Functions and procedures in VHDL, which are collectively known as subprograms, are directly analogous to functions and procedures in a high-level software programming language such as C or Pascal. A procedure is a subprogram that has an argument list consisting of inputs and outputs, and no return value. A function is a subprogram that has only inputs in its argument list, and has a return value.
Subprograms are useful for isolating commonly-used segments of VHDL source code. They can either be defined locally (within an architecture, for example), or they can be placed in a package and used globally throughout the design description or project.
Statements within a subprogram are sequential (like a process), regardless of where the subprogram is invoked. Subprograms can be invoked from within the concurrent area of an architecture or from within a sequential process or higher-level subprogram. They can also be invoked from within other subprograms.
Subprograms are very much like processes in VHDL. In fact, any statement that you can enter in a VHDL process can also be entered in a function or procedure, with the exception of a wait statement (since a subprogram executes once each time it is invoked and cannot be suspended while it is executing).

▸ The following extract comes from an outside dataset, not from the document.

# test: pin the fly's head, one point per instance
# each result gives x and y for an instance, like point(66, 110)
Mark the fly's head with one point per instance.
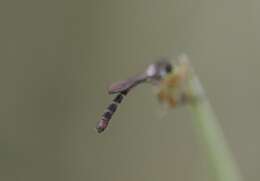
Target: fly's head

It is therefore useful to think of subprograms as processes that (1) have been located outside the body of an architecture, and (2) operate only on their input and (in the case of procedures) their output parameters.
Nesting of functions and procedures is allowed to any level of complexity, and recursion is also supported in the language. (Of course, if you expect to generate actual hardware from your VHDL descriptions using synthesis tools, then you will need to avoid writing recursive functions and procedures, as such descriptions are not synthesizable).